Photo courtesy of meditateni.org |
Merry meet! If you’re reading this, you may be a long-time friend, a newfound one, a regular reader of my something-year-old blog, a newcomer in this place, a stranger passing by or somebody who wants to be my friend and watch the world with me as it unfolds up until the next 60 years or so. Whoever you are, welcome!
My cousin Nony, whom I spent most of my young life with, sent me a message early this morning. “Happy 25th birthday!” he said. We spent about 17 years of our lives together (as preschool playmates to senior high school, so yes, that much time!). I replied with a resounding “Yes, I’m 25 today!” while my alter ego hopped around the bed convinced that while the number really says 40, her heart felt like she just turned 25. Again. A Peter Pan in tank tops.
And so I turn 40 today. I amuse myself by remembering once every year the fact that I was born on the third day of the third month, the third child of Antonio the third. The presence of all these threes in my life could mean something -- should mean something. I haven’t found it yet, but I know I will. So let’s just get on with this journey lest I stumble into it soon and reap whatever benefit it brings into my life.
Photo courtesy of dalondra.com |
Does Life Begin at 40?
They say life begins at 40. “What does that mean?” Our 14-year old son asked me. “Good question,” I told him. “I don’t know the answer.” Why 40? Why not 50 or 30 or 12? When I was a child, I would feel that people who celebrated their 40th birthday were very old. One of my cousins and I agreed some years ago that back in the 80’s we felt that our parents were “aged”. Not that they actually looked {very} old, but they carried with them the kind of disposition that only people nearing the golden age had. They were serious about almost everything in their lives, and sometimes would become boring like it was a matter of course. They did things like play mahjong (the Chinese tile game), went to tedious club meetings and wore dark-colored trousers. At 40 years old, most of them also had medication for hypertension, diabetes or something else. None of this is me now, thankfully. When they say life begins at 40, they mean that people often experience a new-found energy and zest for life. Some people have vouched that they have become more loving, and more importantly, more forgiving of themselves. The long years that come before a person turns 40 could be tumultuous, yet be the best learning time for him or her. For some couples, it also sets a new stage in their lives, especially where intimacy is concerned. The kids, even if they are still in the nest, are older and more independent, so parents have more alone time for themselves. Career-wise, one has achieved what one set out to do at a younger age and is no longer concerned about being in the rat race and “winning”. According to Carl Jung, 40 is when the gradual shift in personality happens. It is when people have established their careers and families and are harvesting the rewards from the hard work done in their youth.Photo courtesy of prezi.com |
Life Begins At 40 When You Want It To
My life {sort of} began unraveling when I was 30. The process that I went through before that was long, tiring and challenging. I would go through {inexplicable} periods of depression and loneliness even if I had such a beautiful family surrounding me. I could be irritatingly irritating at times and was constantly worried about everything, even about ideas and situations that didn’t exist. Anxiety was my alarm clock. I was also worried about the movement in my career and was not even sure if I liked doing a job where the salary was likeable enough, but was also preventing me from doing things I really wanted to do -- like traveling or writing stuff that didn’t fall under the marketing collaterals category. I felt like a plant wilting every day: dry, bloated, moody and dangerously unhappy. There was always this cloud following me around and it rained on me whenever it pleased.
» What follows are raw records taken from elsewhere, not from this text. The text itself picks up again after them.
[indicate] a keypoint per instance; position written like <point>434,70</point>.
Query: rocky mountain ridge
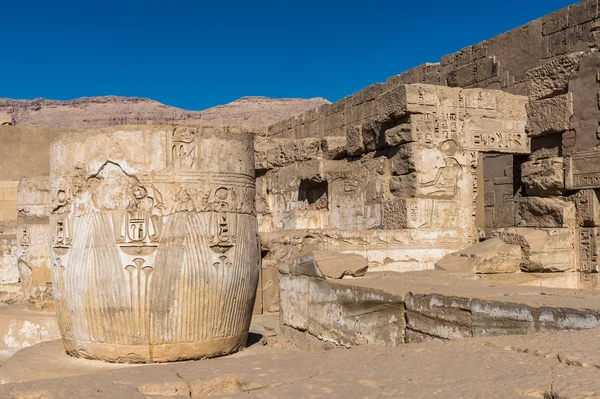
<point>98,112</point>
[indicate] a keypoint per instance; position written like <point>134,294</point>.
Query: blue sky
<point>196,54</point>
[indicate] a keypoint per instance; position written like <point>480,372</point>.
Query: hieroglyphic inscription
<point>183,148</point>
<point>510,142</point>
<point>587,250</point>
<point>582,170</point>
<point>497,136</point>
<point>586,203</point>
<point>436,127</point>
<point>393,215</point>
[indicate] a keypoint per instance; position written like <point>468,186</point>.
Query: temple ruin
<point>459,199</point>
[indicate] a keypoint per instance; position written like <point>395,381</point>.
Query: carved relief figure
<point>184,149</point>
<point>447,177</point>
<point>143,218</point>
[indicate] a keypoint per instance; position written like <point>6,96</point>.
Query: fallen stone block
<point>546,212</point>
<point>544,250</point>
<point>487,257</point>
<point>544,177</point>
<point>334,264</point>
<point>551,115</point>
<point>354,315</point>
<point>436,317</point>
<point>553,77</point>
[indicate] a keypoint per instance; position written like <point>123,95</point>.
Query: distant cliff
<point>97,112</point>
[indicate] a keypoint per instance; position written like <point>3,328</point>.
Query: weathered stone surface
<point>489,256</point>
<point>21,328</point>
<point>336,265</point>
<point>553,77</point>
<point>499,190</point>
<point>550,115</point>
<point>546,212</point>
<point>544,250</point>
<point>436,317</point>
<point>587,248</point>
<point>582,170</point>
<point>354,316</point>
<point>33,238</point>
<point>587,207</point>
<point>5,119</point>
<point>9,271</point>
<point>586,111</point>
<point>170,215</point>
<point>284,152</point>
<point>543,177</point>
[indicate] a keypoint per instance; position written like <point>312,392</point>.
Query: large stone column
<point>155,250</point>
<point>33,241</point>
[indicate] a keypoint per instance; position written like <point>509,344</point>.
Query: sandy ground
<point>551,365</point>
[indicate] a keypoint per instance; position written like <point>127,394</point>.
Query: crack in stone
<point>184,380</point>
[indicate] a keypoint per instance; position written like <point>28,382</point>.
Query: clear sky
<point>197,54</point>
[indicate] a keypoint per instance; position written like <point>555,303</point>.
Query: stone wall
<point>553,60</point>
<point>401,187</point>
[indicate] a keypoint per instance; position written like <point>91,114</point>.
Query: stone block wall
<point>553,60</point>
<point>401,188</point>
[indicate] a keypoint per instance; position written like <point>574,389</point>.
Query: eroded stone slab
<point>154,242</point>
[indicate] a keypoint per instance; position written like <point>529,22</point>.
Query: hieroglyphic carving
<point>143,220</point>
<point>587,250</point>
<point>154,258</point>
<point>447,177</point>
<point>582,170</point>
<point>586,204</point>
<point>393,215</point>
<point>222,234</point>
<point>25,240</point>
<point>497,136</point>
<point>139,276</point>
<point>436,127</point>
<point>474,164</point>
<point>183,148</point>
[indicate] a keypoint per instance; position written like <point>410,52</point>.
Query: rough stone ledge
<point>389,309</point>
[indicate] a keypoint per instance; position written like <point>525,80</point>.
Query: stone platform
<point>543,365</point>
<point>390,309</point>
<point>21,328</point>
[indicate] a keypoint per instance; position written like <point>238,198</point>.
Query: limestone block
<point>354,140</point>
<point>437,317</point>
<point>400,134</point>
<point>546,212</point>
<point>491,318</point>
<point>336,265</point>
<point>549,115</point>
<point>582,170</point>
<point>305,265</point>
<point>354,315</point>
<point>293,301</point>
<point>544,250</point>
<point>487,257</point>
<point>5,119</point>
<point>334,147</point>
<point>154,241</point>
<point>544,177</point>
<point>290,151</point>
<point>270,289</point>
<point>9,271</point>
<point>587,207</point>
<point>405,185</point>
<point>33,239</point>
<point>553,77</point>
<point>402,159</point>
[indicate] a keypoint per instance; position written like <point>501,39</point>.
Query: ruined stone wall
<point>24,153</point>
<point>554,61</point>
<point>399,187</point>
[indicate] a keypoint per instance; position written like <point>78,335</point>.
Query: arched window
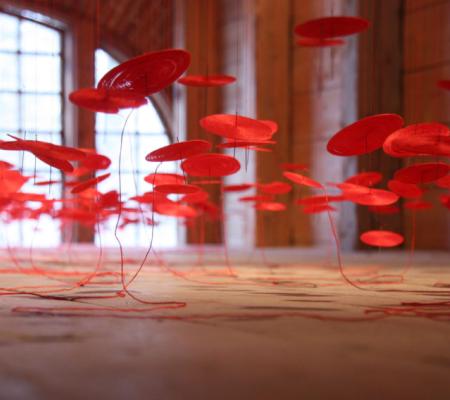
<point>144,132</point>
<point>31,98</point>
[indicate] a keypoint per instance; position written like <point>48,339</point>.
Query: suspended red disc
<point>418,205</point>
<point>422,173</point>
<point>270,206</point>
<point>106,100</point>
<point>381,238</point>
<point>206,80</point>
<point>330,27</point>
<point>367,196</point>
<point>302,180</point>
<point>406,190</point>
<point>444,84</point>
<point>176,189</point>
<point>237,188</point>
<point>149,73</point>
<point>275,187</point>
<point>179,151</point>
<point>365,135</point>
<point>426,139</point>
<point>236,127</point>
<point>315,42</point>
<point>164,179</point>
<point>368,179</point>
<point>175,210</point>
<point>211,164</point>
<point>89,183</point>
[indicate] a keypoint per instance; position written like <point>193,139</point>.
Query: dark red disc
<point>315,42</point>
<point>176,189</point>
<point>211,164</point>
<point>149,73</point>
<point>364,136</point>
<point>406,190</point>
<point>382,238</point>
<point>236,127</point>
<point>164,179</point>
<point>365,178</point>
<point>206,80</point>
<point>426,139</point>
<point>330,27</point>
<point>422,173</point>
<point>302,180</point>
<point>179,151</point>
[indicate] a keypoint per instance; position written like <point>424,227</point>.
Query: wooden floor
<point>289,330</point>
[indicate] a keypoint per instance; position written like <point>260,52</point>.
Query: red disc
<point>176,189</point>
<point>236,127</point>
<point>365,178</point>
<point>315,42</point>
<point>302,180</point>
<point>206,80</point>
<point>367,196</point>
<point>364,136</point>
<point>422,173</point>
<point>211,164</point>
<point>164,179</point>
<point>275,187</point>
<point>270,206</point>
<point>329,27</point>
<point>381,238</point>
<point>406,190</point>
<point>179,151</point>
<point>149,73</point>
<point>426,139</point>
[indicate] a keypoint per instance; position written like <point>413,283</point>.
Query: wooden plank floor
<point>284,331</point>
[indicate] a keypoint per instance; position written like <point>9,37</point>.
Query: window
<point>31,94</point>
<point>144,132</point>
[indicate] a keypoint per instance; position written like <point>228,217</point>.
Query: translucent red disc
<point>149,73</point>
<point>302,180</point>
<point>176,189</point>
<point>422,173</point>
<point>426,139</point>
<point>206,80</point>
<point>236,127</point>
<point>364,136</point>
<point>365,178</point>
<point>382,238</point>
<point>406,190</point>
<point>211,164</point>
<point>330,27</point>
<point>179,151</point>
<point>315,42</point>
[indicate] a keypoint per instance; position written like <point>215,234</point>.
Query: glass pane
<point>8,71</point>
<point>40,73</point>
<point>38,38</point>
<point>41,112</point>
<point>9,27</point>
<point>9,112</point>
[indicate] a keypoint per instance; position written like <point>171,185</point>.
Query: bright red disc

Stress, Moodiness, Sadness and that Mean Cloud Following Me Around Got Boring
A friend of mine who was going through a rough patch in her life called me up at 2 a.m. I listened to her between sobs as she told me how she felt her life was slipping away. She didn’t feel that she and her husband were connected emotionally and psychologically. She was about to lose her job and she felt the end of the road made a quick turn especially for her.
“What do I do now?” She asked me.
I told her, “You know that you have choices in this life, don’t you? Make a choice, let go of what’s not making you happy anymore.”
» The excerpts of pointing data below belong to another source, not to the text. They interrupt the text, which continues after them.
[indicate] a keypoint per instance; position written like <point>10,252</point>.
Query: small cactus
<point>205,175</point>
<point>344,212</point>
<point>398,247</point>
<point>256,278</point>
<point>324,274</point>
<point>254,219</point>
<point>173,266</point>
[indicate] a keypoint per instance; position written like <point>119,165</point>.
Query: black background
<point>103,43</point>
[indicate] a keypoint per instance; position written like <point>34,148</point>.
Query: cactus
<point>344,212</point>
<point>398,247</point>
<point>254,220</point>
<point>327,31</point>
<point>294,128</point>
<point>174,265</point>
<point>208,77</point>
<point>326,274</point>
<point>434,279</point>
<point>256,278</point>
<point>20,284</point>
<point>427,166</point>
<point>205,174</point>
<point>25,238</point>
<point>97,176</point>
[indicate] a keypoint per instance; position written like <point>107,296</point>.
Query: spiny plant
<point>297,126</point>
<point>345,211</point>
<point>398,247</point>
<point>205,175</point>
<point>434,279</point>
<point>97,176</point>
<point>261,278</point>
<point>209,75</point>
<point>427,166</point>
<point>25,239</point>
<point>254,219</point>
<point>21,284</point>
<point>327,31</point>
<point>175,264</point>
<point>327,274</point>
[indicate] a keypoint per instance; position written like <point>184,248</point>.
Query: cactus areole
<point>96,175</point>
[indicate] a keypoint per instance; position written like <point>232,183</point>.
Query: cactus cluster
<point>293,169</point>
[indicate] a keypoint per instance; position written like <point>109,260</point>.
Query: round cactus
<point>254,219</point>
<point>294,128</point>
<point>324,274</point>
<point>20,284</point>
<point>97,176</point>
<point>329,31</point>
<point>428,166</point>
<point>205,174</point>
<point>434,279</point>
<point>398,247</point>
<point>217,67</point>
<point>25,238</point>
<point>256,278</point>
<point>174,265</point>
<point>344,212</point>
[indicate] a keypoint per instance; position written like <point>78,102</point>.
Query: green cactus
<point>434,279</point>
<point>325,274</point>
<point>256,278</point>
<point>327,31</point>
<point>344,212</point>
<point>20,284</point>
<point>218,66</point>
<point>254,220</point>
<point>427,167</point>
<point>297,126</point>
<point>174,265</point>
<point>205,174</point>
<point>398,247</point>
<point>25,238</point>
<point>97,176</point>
The words slipped out easily. After we hung up, I went to the bathroom and when I passed by a mirror, I stayed longer than my usual five-second wretched self-checking. That’s when it hit me. It’s not the first time that somebody has called me in the wee hours of the morning with their problems. I have been a “halfway house” for people who are depressed, sad, people going nuts in the midst of a quarter-life or mid-life crisis, who loathe life, the world and all the bad margaritas. I have told people one thing that I believed in my heart was true, and that’s about having a choice. I was the one not listening to myself.
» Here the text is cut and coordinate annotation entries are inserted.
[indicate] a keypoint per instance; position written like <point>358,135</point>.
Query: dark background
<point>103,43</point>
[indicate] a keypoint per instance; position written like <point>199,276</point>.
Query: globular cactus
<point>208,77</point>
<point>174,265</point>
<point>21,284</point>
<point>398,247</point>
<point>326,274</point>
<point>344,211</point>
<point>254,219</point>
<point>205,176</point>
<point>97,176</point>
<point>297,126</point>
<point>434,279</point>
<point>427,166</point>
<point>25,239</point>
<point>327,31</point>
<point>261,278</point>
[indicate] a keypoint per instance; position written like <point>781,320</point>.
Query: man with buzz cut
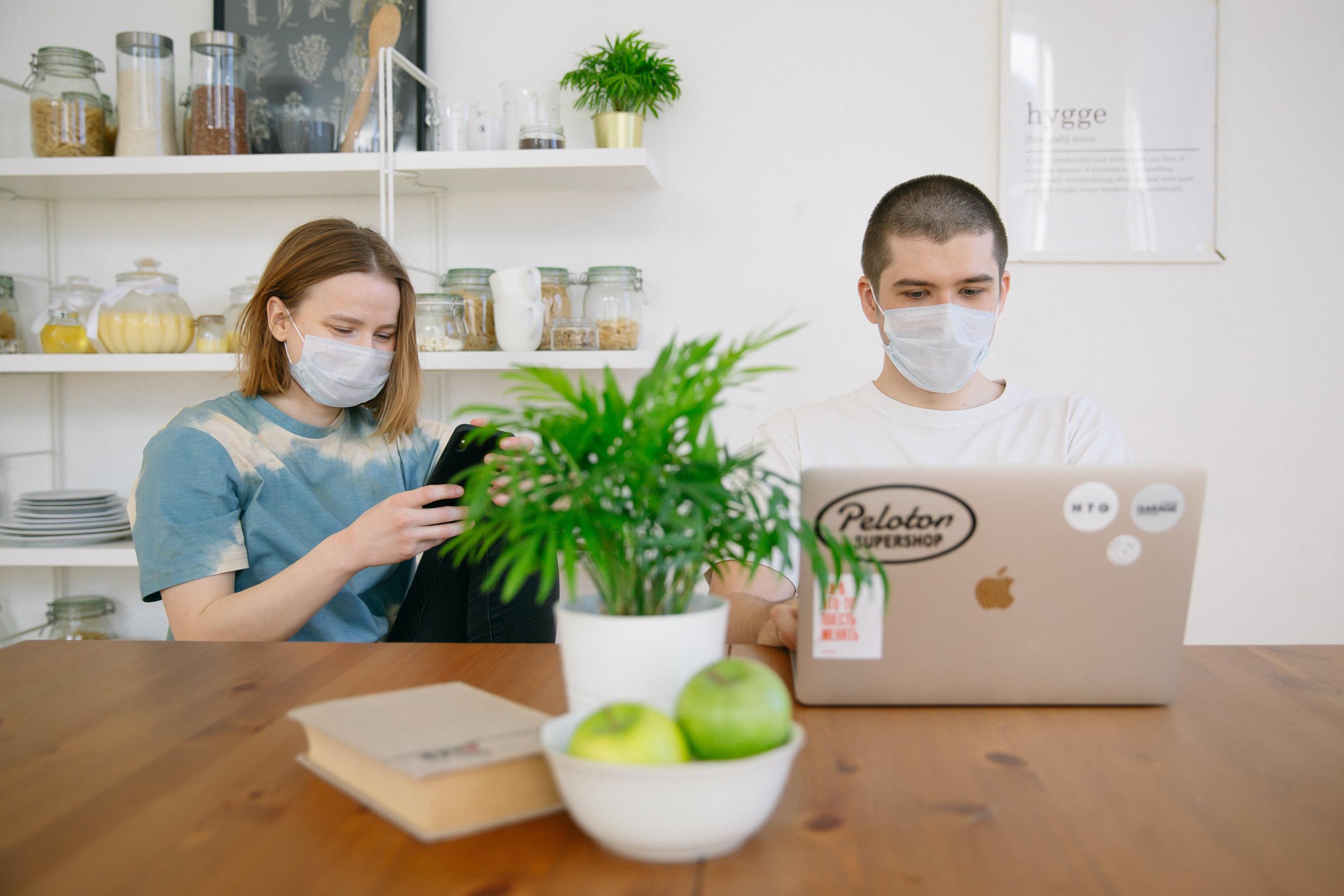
<point>933,287</point>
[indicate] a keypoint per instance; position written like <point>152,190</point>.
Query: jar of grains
<point>613,300</point>
<point>218,100</point>
<point>440,323</point>
<point>211,335</point>
<point>555,300</point>
<point>573,335</point>
<point>65,104</point>
<point>147,112</point>
<point>474,285</point>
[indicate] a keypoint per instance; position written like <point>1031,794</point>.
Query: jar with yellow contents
<point>65,335</point>
<point>147,316</point>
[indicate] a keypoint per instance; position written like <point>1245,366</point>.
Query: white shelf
<point>226,363</point>
<point>325,174</point>
<point>111,554</point>
<point>537,170</point>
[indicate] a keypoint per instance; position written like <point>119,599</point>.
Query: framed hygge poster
<point>1107,131</point>
<point>308,58</point>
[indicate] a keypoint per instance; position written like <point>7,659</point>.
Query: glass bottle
<point>65,335</point>
<point>147,116</point>
<point>474,285</point>
<point>218,100</point>
<point>65,104</point>
<point>555,301</point>
<point>613,300</point>
<point>11,339</point>
<point>440,323</point>
<point>109,127</point>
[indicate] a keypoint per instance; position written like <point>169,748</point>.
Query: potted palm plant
<point>621,81</point>
<point>638,489</point>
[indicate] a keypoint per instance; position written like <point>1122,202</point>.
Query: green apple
<point>630,733</point>
<point>734,708</point>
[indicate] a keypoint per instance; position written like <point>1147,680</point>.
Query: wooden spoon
<point>383,31</point>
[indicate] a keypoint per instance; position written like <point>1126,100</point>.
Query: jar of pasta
<point>440,323</point>
<point>615,300</point>
<point>555,300</point>
<point>474,285</point>
<point>66,104</point>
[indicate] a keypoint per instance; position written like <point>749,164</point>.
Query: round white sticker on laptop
<point>1158,507</point>
<point>1124,550</point>
<point>1092,507</point>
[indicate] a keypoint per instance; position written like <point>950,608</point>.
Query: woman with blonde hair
<point>292,508</point>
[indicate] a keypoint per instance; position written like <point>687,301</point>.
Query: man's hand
<point>783,628</point>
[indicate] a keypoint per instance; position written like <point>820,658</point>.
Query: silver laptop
<point>1007,585</point>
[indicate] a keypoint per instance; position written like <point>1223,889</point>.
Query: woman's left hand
<point>514,444</point>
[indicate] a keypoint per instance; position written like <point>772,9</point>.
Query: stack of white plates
<point>65,518</point>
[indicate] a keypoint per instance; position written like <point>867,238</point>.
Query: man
<point>933,285</point>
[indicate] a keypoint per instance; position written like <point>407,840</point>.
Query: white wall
<point>798,116</point>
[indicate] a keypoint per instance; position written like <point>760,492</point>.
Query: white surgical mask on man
<point>939,347</point>
<point>338,374</point>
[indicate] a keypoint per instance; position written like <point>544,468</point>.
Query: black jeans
<point>451,603</point>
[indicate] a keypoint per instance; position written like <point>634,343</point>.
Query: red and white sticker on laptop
<point>847,622</point>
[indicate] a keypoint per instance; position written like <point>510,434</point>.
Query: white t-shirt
<point>868,429</point>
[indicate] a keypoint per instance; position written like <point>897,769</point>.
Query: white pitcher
<point>516,285</point>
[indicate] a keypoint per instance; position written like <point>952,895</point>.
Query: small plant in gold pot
<point>621,82</point>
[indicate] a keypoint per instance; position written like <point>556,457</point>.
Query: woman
<point>294,507</point>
I stared at myself in the mirror for a long time and finally admitted to myself that I was the reason why I was unhappy, bloated, anxious and all the nasty things I was feeling for a long time. I made the decision to take control of things and see how things would go from there. Besides, all that stress and depression really got boring. I’m sure there was a sun shining brightly on the other side, and I was right.